The team recommended three major strategies for Unilever:

  • Incorporate educational programs on hand washing in elementary schools in India
  • Switch to fair-trade suppliers of palm oil—which is used in manufacturing soap—in order to reduce its environmental footprint
  • Launch marketing campaigns at large, religious festivals in India to reach the target audience of families

After impressing a panel of first-round judges with their recommendations, the Quinlan team was one of four to advance to the semifinals. In the semifinals, the team presented to a different panel of judges and answered questions on their strategy for Unilever's LifeBuoy soap in India.  

Presentation is everything, so it was a great learning experience for my team to present our ideas and solutions to an esteemed group of professionals,” says Kern.
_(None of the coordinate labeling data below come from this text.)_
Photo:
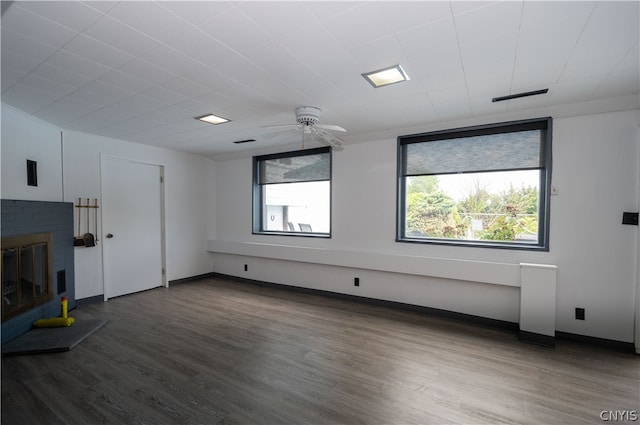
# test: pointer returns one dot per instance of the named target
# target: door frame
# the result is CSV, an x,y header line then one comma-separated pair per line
x,y
163,250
Preparation is key to success

The undergraduates did extensive preparation for the competition, including studying film of cases from previous years and reviewing different models and ratios they could implement when analyzing their own case at the competition. The team also prepared by revisiting key concepts learned from their time at Quinlan.

“I was able to understand consumer behavior and forecast what trajectory Unilever should take thanks to my introduction to marketing class taught by Professor Jenna Drenten,” says Karwowski. The students then worked to refine their presentation skills to ensure that their message was delivered convincingly.

“We met with Professor Cinar before leaving to go over case expectations and the importance of slide presentation,” says Kern. “Her feedback really helped our team deliver a strong and detailed presentation to the judges that we were very proud of.”

A powerful learning experience

After the competition, the students reflected on the value of their experience.

“My team and I were excited to see how what we learned in the classroom could be applied to real-world problems,” says Karowaski. “Our third place finish makes us optimistic that Loyola is preparing us well for the future.”

The team agrees, however, that the best part of this experience was working as a cohesive group and learning from one another.

“We really bonded as a team and pulled out each others' strengths,” Karwowski adds.